What Does It All Mean?
The key takeaway of this paper is that genealogy databases that allow uploads of DNA files and that have chromosome browsers are a much bigger risk to genetic privacy than previously thought. Precisely how risky is an open question, because the authors did not try to compromise a real database. (Remember, their goal was to alert the genealogy sites to vulnerabilities, not to exploit those weaknesses.) A valid question is whether baiting, which is the most intrusive approach, would work if the matching algorithm ignores occasional mismatches. Unfortunately, most of the companies do not explain their matching protocols in detail.
Another reasonable question is: Who would do this? I don’t have a good answer for that since it hasn’t, to our knowledge, happened yet. There have been suspicious uploads to GEDmatch from China that matched Europeans at abnormally high levels (hundreds of centimorgans), although those may have been innocent attempts to generate kits from incompatible technology.
I do believe that if there’s gain to be had, someone will try it eventually.
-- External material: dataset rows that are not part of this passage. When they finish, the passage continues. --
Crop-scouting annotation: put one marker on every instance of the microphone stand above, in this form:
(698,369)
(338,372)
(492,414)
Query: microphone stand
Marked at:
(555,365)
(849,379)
How the Databases Can Protect Us
Drs Edge and Coop outline ten approaches the databases can take to protect their users. I won’t enumerate them all here. Many would be invisible to the average user, like blocking file uploads that showed signs of manipulation. Some, like phased matching algorithms and ignoring small segments, would even improve the genealogical utility of the databases.
The single most effective protection would be cryptographic signatures, digital security codes to prove that the data files come from authorized sources and have not been altered. For this to work, though, all of the major databases would have cooperate. The two largest testing companies, AncestryDNA and 23andMe, are the least vulnerable to an adversary because they do not accept uploads, yet they would have to invest the most in cryptography for it to work. They would benefit only indirectly, in that cryptographic signatures would increase general trust in DNA testing.
How You Can Protect Yourself
It’s unclear at this time what measures the matching databases have taken to protect their users. For example, one recommendation to mitigate the dangers of IBS tiling, IBS probing, and IBS baiting is to report only matching segments of 8 cM and above, but as of this posting, both Family Tree DNA and GEDmatch still report segments as small as 1 cM. That doesn’t mean they haven’t done anything, of course, because several of the protective measures will not be apparent to users of the database.
To protect yourself, you must first decide how much protection you want. If you are comfortable uploading your raw genetic data to a public database like the Harvard Personal Genome Project, knowing that anyone could download it and re-identify you, then you really have nothing to worry about.
At the other extreme, if you don’t want anyone to know anything about the contents of your genome, then you should test only at sites without a chromosome browser (AncestryDNA or 23andMe, where you can opt out of the browser). There’s no right or wrong answer, and most of us will find ourselves somewhere in between.
The table below summarizes the risks at the main databases. Vulnerabilities are shown in red.
|Database||Accepts Uploads||Chromosome Browser||Minimum Match Threshold||Smallest Matching Segment|
|AncestryDNA||No||No||6 cM||6 cM|
|23andMe||No||Optional||7 cM||5 cM|
|MyHeritage||Yes||Yes||8 cM||6 cM|
|Family Tree DNA||Yes||Yes||7.7 or 9 cM||1 cM|
*The default match threshold at GEDmatch is 7 cM for one-to-many searches, but any kit can be compared directly to any other kit with a minimum segment size of 1 cM.
Updates to This Post
22 October 2019 — Added a link to the FAQ for the paper.